Further, the National Electricity Market (NEM) continues to face an energy trilemma: the challenge of achieving secure and reliable energy supply while reducing carbon emissions and ensuring affordability for consumers.

This trilemma is reminiscent of the trilemma popularised by the legendary oil well firefighter, Red Adair: Good, cheap, fast. Pick any two.

In the case of energy policy: affordable, reliable, low emissions. Pick any two.

The Independent Review into the Future Security of the National Electricity Market by Chief Scientist Dr Alan Finkel (Finkel Review) convened a committee of energy market experts, which made 50 recommendations aimed at addressing the energy trilemma.

Hydrogen-based solutions can clearly play a role in the domestic energy mix, across multiple industries. However, further analysis is required to understand the point at which hydrogen becomes competitive in various applications and markets so that collective resources are focused predominantly on efforts that can achieve commercial scale, allowing subsequent advances in technology and cost reduction to open the door to other applications that require lower-cost hydrogen to be competitive.

Grid-firming

There are two distinct considerations when discussing grid ‘firming’ (back up of intermittent wind and solar):

1. Lack of supply during times of demand
2. Lack of demand during times of higher supply

There is a third consideration – frequency control services – related to grid stability.

This is an increasingly important topic given the AEMO report an additional 2.5GW of wind capacity is committed, and a further 16.6GW is proposed.

The Finkel Review recommended a Generator Reliability Obligation which provides that if a “new” variable renewable energy (VRE) generator wishes to connect in a region that is close to the limit of minimum dispatchable capacity, that it must provide an amount of new dispatchable generation capacity from within the same region.

Under the recommendations, additional dispatchable generation capacity cannot come from existing generation capacity.

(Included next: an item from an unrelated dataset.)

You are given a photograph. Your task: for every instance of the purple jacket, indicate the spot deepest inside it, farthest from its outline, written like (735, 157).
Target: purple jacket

It must be new capacity.

There are times when the wind is blowing, or the sun is shining, and no one needs the electricity. This electricity generation is generally curtailed and therefore lost. At present, this may be as high as 10% of the time.

Directing this ‘spare’ renewable energy to storage, such as batteries, pumped hydro or hydrogen electrolysers, would help firm the intermittency of wind and solar, creating dispatchable renewable electricity. This is covered in detail in the CSIRO’s National Hydrogen Roadmap.

Renewable hydrogen may have a place as a solution for grid-firming in the context of a broader approach utilising a combination of batteries, pumped hydro and hydrogen. This is outlined in ARENA’s 2018 report, ‘Comparison of Dispatchable Renewable Energy Options’ and should be considered a direct cost of wind and solar, per the Finkel Review recommendation.

Further analysis is required to confirm the techno-economic feasibility thresholds for renewable hydrogen firming as a result of increased wind and solar penetration.